We have to recognize the growing list of over 50 community leaders and businesses who donate goods and services to the event. They have a profound impact. From providing off-season storage of donated goods, tables, and other equipment; to advertising; to sale week shuttle service, food service, venue provisions, parking support and, of course, donations, they help make the Rummage Sale a success.
What can shoppers be excited about at the Rummage Sale this year?
The exciting thing about rummage is that you never know what’s here until you walk through the door – it’s like having Christmas two weeks before Halloween. While many items are used, there are always new items still in original packaging or with tags--always a pleasant surprise. The generosity of the community donations is astounding.
We do want shoppers to know about the revamped Bag Check area. The Boy Scouts of Loudoun County answered the call and stepped up to take over this department. With “Do Your Best” as their motto, the Boy Scouts will cheerfully and professionally serve our shoppers. The Scouts have an entire tractor trailer set aside to secure your purchases while you look for more bargains.
In celebration of our 75th anniversary, we will be offering a number of gift certificates to local restaurants and businesses as door prizes – 60 seconds to register and you could win lunch for two somewhere in town. That’s a great return.
Is there anything you're particularly looking forward to?
Seeing early-bird shoppers burst through the doors on Saturday morning! The sale has become a destination event with some of our volunteers and customers. It’s always fun to catch up with them each year. Good weather would be nice, too. Historically, we’ve gotten a little too used to saying, “If it’s rummage, it’s raining.”
We love seeing the excitement of a shopper who has just found that unique item or gift. One lucky shopper last year found an unused, vintage kitchen towel from the Linen Department that wound up being identical to one passed down from her grandmother.
You had to double your silent auction space this year. How did that happen?
The auction is always incredibly popular and the team spends months working with generous businesses across the region to secure great items. Because of the outpouring of these donors, we needed more room to showcase these wonderful items. The businesses have shown stronger support this year than ever. We have tickets to a number of things, from the Waterford Concert Series to antique shows to Washington Redskins games. There are even certificates to games at local golf courses. Dining and spa service certificates are popular, too.
What, if anything else, is different about the Rummage Sale in 2013?

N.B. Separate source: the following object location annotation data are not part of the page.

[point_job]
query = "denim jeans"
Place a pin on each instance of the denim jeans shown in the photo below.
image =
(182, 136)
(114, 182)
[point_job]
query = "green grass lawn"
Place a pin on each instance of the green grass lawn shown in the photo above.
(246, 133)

The big change is moving to an all-weekend sale. Moving the opening day to Saturday is a seismic shift. We hope the shoppers have gotten the word. We also hope the Friday morning rush-hour commuters appreciate a smoother commute and can now take their Saturday to come to enjoy the sale.

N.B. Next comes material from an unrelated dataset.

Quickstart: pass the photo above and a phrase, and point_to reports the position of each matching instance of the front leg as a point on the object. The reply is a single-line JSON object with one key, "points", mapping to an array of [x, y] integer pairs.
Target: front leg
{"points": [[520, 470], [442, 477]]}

In spite of months of advertising the new sale dates, we are a little nervous that we will turn away a handful of shoppers on Friday that didn’t get our message, but rest assured that we certainly will welcome them on Saturday and Sunday. We tested the shuttle service last year and are excited about offering extended hours this year on Saturday. With 40,000 square feet over six buildings, you need a way to help shoppers get from one place to another.
Ms. Clewis, you are a second-generation Ladies Board member and second-generation Rummage Sale chair. How has the Rummage Sale changed during the time you've been acquainted with it and what does it mean to you to see it now?
It was smaller when my mom was involved, but then so was the county. The sale has evolved into a pretty big regional event now and she would be proud of the impact it has on the community and on those who need the services that we offer.
What is most important for people to know about the Rummage Sale?
We’re here to serve the community. It’s a great way to get involved, and you can have a good time while doing something really meaningful. You can’t have more fun volunteering than you will at this event. The sale has been around 75 years for a reason – people love it!